“Have you ever seen a ghost?” I asked the gatekeeper. “Everyday,” he replied nonchalantly, gesturing to the bench he was sitting on. “Sometimes the kid ghost sits with me.”
If Disneyland and Stranger Things had a child, the result would be Taman Festival: an abandoned Balinese theme park that nature has beaten into dilapidation since its closure in 2000. With a fake volcano, a pit full of crocodiles, and the world's first entirely inverted roller coaster, the park was constructed at a cost of around $100 million and was anticipated to change the face of Balinese tourism.
Sadly, it didn’t. Today, jungle vines lock the crumbling buildings in a chokehold. The crocodile pit has run dry under the sun, and the wedding chapel is coated in graffiti.
I wanted to know what had happened to this failed dream, so I asked a local friend of mine if he’d talk me through the story. My friend wanted his name left off the article, but as he’s worked as a Balinese tour guide for most of his 50-something years and knows almost every part of the island, he gave me directions to the place—and recommended I return home before dark.
“The atmosphere gets more mystic after sunset,” he advised solemnly.
The park sits on Bali’s east coast, up against Padang Galak beach in Sanur. We arrived dripping sweat and the park’s gatekeeper greeted us with an outstretched hand. Without question, I handed over a muggy wad of bills amounting to 25,000 Indonesian rupiah (roughly US $1.75). He told us how some try to dodge his entry fee, but said he knew the park’s secrets and catches anyone bypassing him. We believed him.
Walking inside the first thing we noticed was the sheer size of the park. Taman Festival is huge, but all thoroughly broken. Piles of glass coat the ground and swarms of mosquitoes fill the air; sunshine pours through sunken roofs, while the sound of crashing waves gives the place an oddly serene backdrop.
So what went wrong? The story goes that Taman Festival quietly opened its doors in October of 1997. According to those who witnessed its brief heyday, the park was both beautiful and cutting edge. A few attractions were still under construction at its opening, notably an arsenal of lasers to light up the night sky, but the park was nonetheless larger and more lavishly financed than any other on the island. But its timing was terrible.
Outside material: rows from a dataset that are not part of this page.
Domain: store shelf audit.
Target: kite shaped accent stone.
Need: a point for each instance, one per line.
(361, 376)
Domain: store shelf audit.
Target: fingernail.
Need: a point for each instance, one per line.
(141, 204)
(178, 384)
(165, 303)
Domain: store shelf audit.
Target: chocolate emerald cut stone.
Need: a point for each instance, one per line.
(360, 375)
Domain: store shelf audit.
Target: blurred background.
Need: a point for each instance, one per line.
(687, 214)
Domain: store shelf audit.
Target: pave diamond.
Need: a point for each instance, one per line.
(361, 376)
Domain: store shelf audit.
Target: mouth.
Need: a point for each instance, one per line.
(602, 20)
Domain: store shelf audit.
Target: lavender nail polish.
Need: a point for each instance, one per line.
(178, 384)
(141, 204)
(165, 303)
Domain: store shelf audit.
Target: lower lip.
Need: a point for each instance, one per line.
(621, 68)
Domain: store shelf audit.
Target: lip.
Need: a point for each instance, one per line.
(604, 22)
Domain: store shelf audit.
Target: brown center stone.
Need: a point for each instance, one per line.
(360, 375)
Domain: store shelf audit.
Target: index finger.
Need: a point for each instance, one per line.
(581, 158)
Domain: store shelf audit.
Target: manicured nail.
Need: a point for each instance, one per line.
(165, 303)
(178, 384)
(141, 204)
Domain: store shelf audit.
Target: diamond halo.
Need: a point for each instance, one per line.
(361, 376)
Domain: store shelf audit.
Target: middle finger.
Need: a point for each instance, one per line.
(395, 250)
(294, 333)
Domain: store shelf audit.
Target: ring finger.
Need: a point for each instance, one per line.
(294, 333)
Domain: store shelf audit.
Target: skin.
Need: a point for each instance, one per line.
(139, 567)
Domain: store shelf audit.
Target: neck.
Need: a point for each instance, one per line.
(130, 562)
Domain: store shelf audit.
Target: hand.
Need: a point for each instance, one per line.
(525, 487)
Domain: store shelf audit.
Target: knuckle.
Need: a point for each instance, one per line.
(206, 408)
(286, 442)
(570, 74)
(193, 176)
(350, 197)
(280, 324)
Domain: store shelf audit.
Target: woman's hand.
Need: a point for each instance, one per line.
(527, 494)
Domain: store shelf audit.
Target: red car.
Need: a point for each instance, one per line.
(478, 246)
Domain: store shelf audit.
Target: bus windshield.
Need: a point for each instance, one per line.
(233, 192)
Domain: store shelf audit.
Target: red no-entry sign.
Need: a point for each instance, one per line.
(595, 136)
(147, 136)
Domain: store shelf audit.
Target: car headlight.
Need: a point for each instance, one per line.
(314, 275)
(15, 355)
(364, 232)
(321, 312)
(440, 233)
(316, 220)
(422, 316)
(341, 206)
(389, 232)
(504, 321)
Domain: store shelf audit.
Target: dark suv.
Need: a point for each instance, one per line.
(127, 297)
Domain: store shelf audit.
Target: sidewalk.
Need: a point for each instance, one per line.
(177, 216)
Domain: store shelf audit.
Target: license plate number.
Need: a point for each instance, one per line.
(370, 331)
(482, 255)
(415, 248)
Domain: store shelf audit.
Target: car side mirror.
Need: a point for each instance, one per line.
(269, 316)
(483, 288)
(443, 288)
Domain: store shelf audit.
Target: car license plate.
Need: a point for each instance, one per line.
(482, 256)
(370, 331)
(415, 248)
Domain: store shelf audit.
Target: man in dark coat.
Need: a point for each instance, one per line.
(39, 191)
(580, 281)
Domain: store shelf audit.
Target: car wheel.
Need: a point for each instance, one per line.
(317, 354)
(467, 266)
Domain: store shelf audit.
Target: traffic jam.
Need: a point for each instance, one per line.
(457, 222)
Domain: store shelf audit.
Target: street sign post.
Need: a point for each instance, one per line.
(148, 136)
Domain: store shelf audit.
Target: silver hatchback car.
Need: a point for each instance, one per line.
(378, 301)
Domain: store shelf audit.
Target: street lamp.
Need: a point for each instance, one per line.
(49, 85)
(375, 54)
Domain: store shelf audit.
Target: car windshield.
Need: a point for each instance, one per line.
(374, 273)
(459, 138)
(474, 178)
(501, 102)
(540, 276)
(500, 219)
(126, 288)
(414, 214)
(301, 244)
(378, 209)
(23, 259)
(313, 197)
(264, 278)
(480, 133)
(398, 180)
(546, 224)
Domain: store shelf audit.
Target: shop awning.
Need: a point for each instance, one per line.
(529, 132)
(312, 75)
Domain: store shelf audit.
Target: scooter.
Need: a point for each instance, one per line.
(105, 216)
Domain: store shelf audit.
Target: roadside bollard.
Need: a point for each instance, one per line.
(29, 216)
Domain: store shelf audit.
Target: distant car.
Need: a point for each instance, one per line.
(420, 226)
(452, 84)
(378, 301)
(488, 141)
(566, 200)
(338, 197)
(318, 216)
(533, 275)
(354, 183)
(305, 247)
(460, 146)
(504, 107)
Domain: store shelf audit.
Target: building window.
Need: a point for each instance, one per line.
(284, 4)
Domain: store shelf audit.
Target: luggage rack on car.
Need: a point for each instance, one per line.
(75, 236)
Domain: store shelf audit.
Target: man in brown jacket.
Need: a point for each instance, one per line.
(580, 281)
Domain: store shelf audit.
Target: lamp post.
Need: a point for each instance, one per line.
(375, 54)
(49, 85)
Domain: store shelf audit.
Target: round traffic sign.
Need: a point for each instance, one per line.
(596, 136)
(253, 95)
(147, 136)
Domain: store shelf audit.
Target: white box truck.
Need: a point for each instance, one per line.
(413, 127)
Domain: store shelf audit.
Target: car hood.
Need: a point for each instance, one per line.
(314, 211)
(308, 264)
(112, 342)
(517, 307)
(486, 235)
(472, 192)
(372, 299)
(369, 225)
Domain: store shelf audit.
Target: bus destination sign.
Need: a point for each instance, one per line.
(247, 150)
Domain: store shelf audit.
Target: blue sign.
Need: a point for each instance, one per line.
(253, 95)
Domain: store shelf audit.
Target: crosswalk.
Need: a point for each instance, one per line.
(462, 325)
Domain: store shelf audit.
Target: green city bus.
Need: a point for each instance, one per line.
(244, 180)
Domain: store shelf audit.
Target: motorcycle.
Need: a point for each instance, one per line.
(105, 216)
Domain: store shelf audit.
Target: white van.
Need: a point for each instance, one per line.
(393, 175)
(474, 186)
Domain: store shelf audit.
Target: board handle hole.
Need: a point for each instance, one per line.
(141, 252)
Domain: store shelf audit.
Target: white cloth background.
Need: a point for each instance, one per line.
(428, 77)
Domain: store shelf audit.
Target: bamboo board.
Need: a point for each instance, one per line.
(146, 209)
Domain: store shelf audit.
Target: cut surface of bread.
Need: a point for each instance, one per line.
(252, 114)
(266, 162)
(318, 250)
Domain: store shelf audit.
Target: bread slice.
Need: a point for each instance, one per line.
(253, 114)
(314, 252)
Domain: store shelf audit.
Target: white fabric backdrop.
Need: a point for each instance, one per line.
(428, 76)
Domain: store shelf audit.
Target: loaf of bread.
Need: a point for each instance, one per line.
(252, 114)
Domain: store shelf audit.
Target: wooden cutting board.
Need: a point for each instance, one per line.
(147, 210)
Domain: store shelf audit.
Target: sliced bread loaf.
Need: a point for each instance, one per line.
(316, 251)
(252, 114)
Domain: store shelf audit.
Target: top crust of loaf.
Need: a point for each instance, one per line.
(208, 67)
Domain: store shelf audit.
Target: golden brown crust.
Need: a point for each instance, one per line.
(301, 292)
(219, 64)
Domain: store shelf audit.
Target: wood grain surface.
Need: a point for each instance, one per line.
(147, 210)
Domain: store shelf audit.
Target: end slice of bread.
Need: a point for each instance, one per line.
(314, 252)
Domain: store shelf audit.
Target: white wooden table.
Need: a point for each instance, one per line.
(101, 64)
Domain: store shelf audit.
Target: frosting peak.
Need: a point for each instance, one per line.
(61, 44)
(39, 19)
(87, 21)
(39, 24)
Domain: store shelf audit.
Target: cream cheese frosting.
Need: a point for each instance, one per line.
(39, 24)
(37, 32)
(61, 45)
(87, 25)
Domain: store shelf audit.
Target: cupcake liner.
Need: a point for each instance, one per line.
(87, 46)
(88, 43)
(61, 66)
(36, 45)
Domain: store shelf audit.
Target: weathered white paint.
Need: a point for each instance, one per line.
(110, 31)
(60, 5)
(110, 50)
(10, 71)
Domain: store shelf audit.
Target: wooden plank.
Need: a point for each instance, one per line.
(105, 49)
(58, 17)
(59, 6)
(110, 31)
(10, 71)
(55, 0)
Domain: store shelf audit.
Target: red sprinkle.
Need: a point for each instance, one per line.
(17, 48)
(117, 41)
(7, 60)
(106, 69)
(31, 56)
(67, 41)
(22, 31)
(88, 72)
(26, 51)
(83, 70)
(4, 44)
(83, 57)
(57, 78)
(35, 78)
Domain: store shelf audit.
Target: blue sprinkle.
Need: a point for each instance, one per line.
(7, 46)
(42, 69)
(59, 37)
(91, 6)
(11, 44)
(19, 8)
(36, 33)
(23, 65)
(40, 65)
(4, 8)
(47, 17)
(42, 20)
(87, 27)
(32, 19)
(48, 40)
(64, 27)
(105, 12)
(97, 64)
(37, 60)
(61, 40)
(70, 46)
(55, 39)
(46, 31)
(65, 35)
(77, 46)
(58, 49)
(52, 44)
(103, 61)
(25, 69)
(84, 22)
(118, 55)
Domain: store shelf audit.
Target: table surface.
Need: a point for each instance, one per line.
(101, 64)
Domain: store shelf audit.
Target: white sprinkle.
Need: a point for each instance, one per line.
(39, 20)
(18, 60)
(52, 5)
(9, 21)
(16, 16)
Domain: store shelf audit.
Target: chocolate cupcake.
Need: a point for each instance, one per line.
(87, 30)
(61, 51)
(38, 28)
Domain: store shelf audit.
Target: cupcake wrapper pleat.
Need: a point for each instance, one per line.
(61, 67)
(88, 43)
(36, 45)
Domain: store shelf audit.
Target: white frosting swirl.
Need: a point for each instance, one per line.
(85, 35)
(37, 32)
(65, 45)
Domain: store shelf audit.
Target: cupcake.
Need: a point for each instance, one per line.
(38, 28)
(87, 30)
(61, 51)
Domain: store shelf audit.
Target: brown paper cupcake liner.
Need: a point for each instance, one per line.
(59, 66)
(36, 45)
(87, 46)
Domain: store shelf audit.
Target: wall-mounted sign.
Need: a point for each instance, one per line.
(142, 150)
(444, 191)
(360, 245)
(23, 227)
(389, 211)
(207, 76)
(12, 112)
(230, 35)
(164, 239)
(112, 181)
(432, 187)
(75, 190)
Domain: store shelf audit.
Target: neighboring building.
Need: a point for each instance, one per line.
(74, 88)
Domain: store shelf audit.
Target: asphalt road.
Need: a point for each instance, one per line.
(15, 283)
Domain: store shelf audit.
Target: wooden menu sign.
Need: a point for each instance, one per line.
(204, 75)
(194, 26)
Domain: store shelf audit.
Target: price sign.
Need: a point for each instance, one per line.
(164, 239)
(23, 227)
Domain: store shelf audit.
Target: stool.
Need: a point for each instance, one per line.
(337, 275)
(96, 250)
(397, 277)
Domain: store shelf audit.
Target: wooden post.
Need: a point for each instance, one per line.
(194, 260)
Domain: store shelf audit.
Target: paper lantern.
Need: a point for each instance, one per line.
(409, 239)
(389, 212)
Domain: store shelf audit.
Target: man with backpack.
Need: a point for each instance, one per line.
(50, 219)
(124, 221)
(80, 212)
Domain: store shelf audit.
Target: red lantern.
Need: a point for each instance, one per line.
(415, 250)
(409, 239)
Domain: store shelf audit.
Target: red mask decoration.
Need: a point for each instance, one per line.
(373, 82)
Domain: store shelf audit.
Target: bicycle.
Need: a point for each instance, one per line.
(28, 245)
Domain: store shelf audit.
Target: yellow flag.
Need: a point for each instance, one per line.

Just a few months earlier, in July, the Thai government had inadvertently crashed their national currency, forcing a chain reaction that was dragging down the whole Southeast Asian economy. The now-called Asian Financial Crisis was also affecting the Indonesian rupiah, just at a time when political unrest was tanking tourist numbers.
As a result, the park fell dramatically short of its original projection of 1,200 visitors per day, only drawing about 200 on the weekends. It managed to limp on for around six months, until the park’s much-lauded $5 million laser equipment was struck by lightning on Friday, March 13th, 1998. When insurance coverage fell short, the park’s doors were officially closed in 2000.
Today, this is how the park looks after 20 years of abandonment. The so-called crocodile pit looks like more of an unkempt soccer field, an oasis of pure nature within its concrete confines. Most of the jungle-shrouded structures look like they’ve withstood some sort of apocalypse.
Nonetheless, the park’s gatekeeper has looked after the grounds for the past five years, despite never being on their books when it was open. “I clean every day from 4 o’clock in the morning until 8,” he explains while showing me a dusty, laminated copy of the park’s former price list.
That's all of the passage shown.